We’ve looked into using Spiral to make distributed protocols like IPFS more private. Especially for content-addressed systems like IPFS, privacy is a huge roadblock to adoption: who wants to announce the exact content they are looking for to (almost) the entire network? Spiral could definitely help, though ultimately, the IP layer will still leak your IP to the final target server. At the very least, using Spiral to do Kademlia for IPFS, your IP and desired content will not get broadcast to every node on the network. It seems cool, but we’d like to figure out if people would pay for that (so we could grow / pay our server costs).
Yeah, it works surprisingly well for video. Something like ‘private Netflix’ is pretty feasible.
The performance hit is significant, since to answer a single query, the server needs to do a computation involving every element of the database. Still, as you can see from the demo, this can be pretty darn fast.
Suppose you have a list of key-value pairs and the hash of this list is well-known. Is it possible to not just fetch the value but also prove that the value comes from the list?
A weaker version of this question, is it possible to scramble the database in such a way that the server can still serve queries but can't delete a row without discarding the whole thing?
The case I'm thinking about is DNS. The "Unstoppable" domains, for example, are very much stoppable as all Polygon queries go through polygon-rpc.com (this is exactly the sort of thing that makes Bitcoiners roll their eyes and claim that Bitcoin isn't crypto). It would be super cool to resolve domains without revealing which domain you're looking for, but the problem of censorship isn't immediately solved by Spiral yet.
This is definitely gets more into the realm of zero-knowledge. Basically, as it stands, it is not easy to prove that the server is not censoring or tampering with the database.
DNS is a great application, especially for various decentralized naming systems, like ENS or Unstoppable. Certainly we can at least mitigate the privacy disaster that is status-quo today (people just using eth.xyz, and broadcasting every .eth domain they resolve to a random third party). Censorship-resistance is, like you said, a whole new can of worms.
Cool! @blintz, it would be great if you would add a quick intro with diagrams about how this works. E.g. take Figure 1 from the paper and update it specifically to Bitcoin :)

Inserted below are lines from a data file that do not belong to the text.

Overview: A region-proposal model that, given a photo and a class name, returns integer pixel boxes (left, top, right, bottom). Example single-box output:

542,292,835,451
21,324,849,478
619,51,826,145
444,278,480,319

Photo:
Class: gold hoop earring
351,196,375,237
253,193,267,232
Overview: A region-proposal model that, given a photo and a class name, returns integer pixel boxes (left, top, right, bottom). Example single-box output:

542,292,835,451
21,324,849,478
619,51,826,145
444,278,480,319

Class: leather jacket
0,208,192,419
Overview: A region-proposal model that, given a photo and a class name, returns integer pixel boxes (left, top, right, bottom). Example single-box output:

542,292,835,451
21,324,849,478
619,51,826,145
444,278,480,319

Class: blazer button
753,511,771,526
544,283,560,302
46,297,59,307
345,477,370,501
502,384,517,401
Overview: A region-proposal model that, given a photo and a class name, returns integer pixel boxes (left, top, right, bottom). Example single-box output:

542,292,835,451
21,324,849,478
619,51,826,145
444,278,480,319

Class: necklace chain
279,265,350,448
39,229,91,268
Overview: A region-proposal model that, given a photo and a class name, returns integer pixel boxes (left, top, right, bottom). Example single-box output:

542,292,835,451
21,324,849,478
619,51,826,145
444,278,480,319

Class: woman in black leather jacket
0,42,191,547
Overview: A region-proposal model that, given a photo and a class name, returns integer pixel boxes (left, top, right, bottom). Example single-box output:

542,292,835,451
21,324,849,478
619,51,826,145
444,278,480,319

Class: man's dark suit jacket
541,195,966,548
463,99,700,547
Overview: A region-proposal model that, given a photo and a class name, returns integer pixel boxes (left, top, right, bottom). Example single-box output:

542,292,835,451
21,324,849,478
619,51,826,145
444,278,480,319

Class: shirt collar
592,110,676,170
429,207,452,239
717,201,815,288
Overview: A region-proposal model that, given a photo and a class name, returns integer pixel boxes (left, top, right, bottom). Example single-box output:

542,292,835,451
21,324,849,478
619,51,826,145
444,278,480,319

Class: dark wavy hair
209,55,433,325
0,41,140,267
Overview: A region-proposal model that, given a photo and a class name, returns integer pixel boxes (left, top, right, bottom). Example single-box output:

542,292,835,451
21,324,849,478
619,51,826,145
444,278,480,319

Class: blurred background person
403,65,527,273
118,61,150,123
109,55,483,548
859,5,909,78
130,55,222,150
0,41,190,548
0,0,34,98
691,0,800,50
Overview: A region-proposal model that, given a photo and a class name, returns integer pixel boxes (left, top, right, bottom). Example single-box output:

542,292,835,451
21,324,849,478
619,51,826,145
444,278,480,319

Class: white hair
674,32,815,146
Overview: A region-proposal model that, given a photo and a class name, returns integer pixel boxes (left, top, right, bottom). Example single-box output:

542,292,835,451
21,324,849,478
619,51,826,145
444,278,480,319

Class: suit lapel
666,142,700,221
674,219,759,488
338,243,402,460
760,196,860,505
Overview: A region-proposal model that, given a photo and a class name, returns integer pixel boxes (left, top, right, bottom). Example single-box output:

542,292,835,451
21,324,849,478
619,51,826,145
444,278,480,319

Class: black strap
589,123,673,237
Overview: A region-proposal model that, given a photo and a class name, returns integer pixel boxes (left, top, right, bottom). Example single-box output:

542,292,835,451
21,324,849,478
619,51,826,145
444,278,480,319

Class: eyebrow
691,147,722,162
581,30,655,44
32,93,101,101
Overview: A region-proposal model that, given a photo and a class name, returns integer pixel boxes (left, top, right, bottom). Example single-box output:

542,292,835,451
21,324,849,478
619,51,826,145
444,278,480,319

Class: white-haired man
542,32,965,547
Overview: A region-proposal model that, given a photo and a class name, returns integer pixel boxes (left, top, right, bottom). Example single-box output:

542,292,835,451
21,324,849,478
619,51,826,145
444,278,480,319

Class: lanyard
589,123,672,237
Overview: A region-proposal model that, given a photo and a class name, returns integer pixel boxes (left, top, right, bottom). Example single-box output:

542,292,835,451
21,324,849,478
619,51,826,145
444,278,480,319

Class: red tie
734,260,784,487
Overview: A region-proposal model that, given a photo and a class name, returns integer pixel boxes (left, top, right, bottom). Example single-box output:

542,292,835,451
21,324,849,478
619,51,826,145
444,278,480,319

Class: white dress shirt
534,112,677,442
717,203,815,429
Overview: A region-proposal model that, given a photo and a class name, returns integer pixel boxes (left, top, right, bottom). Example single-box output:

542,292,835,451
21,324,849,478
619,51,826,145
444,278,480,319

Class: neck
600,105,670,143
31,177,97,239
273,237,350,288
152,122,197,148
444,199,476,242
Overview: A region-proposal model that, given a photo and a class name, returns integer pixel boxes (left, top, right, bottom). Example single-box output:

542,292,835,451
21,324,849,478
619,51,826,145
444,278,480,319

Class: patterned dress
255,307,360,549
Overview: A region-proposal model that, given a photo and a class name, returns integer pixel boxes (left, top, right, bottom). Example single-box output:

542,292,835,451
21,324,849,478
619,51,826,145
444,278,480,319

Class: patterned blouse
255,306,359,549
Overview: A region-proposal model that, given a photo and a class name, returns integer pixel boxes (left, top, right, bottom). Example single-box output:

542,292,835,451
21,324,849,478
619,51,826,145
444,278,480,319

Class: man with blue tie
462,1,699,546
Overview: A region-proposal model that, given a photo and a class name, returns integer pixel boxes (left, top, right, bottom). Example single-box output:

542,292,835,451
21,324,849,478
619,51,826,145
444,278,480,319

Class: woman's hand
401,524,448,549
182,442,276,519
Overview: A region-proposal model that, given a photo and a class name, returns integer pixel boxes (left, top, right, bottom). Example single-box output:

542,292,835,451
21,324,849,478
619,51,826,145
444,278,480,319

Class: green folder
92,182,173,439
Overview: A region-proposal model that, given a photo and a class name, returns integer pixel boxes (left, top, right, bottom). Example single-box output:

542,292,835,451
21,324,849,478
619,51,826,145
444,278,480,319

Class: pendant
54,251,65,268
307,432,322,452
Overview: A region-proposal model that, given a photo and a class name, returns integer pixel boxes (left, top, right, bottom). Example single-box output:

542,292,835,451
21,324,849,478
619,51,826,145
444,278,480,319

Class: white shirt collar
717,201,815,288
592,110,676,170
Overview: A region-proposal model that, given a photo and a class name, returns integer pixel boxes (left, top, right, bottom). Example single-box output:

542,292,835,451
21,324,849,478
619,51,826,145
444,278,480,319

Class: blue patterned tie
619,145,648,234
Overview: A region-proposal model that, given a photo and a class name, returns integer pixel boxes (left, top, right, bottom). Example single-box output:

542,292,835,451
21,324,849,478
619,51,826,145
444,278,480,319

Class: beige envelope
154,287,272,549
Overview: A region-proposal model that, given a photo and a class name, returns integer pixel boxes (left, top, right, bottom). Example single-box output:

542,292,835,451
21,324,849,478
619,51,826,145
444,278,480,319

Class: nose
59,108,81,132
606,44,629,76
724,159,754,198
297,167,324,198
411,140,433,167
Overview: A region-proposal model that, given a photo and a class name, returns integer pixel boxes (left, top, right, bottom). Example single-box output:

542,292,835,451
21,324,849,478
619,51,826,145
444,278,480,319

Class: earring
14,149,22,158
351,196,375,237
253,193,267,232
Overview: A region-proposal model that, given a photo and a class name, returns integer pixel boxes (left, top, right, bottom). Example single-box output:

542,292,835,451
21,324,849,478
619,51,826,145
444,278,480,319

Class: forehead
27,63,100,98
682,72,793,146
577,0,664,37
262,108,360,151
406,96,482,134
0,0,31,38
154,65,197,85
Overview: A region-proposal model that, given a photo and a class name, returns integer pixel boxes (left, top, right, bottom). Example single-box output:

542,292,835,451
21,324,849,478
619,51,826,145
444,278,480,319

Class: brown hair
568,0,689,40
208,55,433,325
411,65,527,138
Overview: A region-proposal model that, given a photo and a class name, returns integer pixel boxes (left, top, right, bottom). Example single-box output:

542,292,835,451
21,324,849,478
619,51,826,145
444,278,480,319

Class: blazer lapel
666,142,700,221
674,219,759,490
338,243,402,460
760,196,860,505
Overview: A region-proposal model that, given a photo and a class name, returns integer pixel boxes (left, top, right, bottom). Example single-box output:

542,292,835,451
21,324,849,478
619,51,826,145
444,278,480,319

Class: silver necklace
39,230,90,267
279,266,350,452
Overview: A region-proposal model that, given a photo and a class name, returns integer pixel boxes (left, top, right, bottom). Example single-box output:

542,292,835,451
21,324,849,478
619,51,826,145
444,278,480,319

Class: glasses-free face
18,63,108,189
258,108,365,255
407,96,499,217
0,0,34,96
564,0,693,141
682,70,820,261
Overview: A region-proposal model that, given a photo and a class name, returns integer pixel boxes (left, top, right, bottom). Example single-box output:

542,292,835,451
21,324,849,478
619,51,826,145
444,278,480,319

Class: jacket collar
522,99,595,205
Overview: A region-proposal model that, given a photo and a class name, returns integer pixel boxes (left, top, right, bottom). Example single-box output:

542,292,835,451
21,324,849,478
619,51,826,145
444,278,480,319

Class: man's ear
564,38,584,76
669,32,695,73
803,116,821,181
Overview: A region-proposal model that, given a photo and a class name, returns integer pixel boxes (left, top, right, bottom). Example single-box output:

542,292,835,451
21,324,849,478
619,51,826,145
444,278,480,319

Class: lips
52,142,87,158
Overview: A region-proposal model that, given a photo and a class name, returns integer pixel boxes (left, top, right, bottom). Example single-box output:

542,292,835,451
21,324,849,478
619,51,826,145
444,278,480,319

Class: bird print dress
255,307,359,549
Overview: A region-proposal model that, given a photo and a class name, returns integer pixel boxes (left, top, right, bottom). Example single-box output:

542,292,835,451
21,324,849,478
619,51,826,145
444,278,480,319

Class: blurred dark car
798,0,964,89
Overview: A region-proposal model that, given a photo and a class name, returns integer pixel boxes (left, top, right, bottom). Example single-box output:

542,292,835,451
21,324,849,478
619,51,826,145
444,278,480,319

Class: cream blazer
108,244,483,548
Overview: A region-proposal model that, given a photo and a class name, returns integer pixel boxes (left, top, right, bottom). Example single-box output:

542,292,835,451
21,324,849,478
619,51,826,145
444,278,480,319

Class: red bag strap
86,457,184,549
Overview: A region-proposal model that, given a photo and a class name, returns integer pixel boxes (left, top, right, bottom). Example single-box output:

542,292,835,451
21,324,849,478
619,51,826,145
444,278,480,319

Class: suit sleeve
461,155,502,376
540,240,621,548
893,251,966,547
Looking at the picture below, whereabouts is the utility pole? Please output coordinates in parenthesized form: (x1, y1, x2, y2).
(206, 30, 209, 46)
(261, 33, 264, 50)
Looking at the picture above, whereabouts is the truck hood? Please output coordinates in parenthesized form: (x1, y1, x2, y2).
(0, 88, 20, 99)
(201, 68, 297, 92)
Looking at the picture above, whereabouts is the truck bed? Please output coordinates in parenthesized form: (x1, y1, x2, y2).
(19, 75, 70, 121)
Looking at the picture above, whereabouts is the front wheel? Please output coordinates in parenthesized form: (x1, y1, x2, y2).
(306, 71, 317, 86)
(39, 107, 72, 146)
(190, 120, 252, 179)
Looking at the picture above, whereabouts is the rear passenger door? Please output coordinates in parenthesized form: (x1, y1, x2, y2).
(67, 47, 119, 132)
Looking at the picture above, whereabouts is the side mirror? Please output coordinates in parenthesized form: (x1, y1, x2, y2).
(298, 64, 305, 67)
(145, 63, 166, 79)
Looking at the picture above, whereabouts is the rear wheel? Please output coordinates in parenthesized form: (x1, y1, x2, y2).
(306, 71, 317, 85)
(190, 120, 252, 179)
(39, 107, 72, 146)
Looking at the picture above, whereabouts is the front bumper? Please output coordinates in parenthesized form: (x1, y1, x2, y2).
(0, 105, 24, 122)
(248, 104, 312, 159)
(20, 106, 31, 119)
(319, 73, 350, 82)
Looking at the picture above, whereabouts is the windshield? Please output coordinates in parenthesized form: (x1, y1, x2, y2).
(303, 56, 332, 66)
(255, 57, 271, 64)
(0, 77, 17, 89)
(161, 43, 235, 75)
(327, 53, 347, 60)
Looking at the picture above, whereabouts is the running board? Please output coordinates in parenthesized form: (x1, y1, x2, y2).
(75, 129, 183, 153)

Does the blockchain need to be indexed in a special way ahead of time? Or is this somehow accessing the usual blockchain data?
FYI: There was a delay ~7 minutes for the transaction to show up after the block was mined.
We are working on a whitepaper that's specific to the Bitcoin application, written in a less academic style that explains our threat model etc.
Nothing too special - we dump all the UTXO's from a full node that we run, and then concatenate and gzip data about each address (balance and recent txns).
Yeah, the delay is because the dumping actually takes quite some time. It's not as easy as you'd think to quickly dump UTXO's from bitcoind. I'm sure we can reduce the delay, especially if we're able to fundraise, hire folks, etc.
Sounds great! Let me know if you need help reviewing whether the paper/post is dumbed down enough so even people like me can understand it :)
This is compelling as an idea but it seems complicated to understand relative to the “complications” of running your own node and block explorer.
I could see how this might be useful outside of consumer contexts. Like for internal services at a large company or something.
Communicating the threat model (especially to non-technical folks) is indeed tough. We'd like to explain how our server never learns anything about the addresses you look up; they are always encrypted under a key that is only on your client.
One thing to highlight is that the security of our system is really analogous to hosting a node in your home, on your own hardware. When you run a full node in the cloud, you are still leaking data (like your address) to the cloud provider itself. Even if you use Tor and pay for the cloud service anonymously, that is still a weaker guarantee than the one we offer.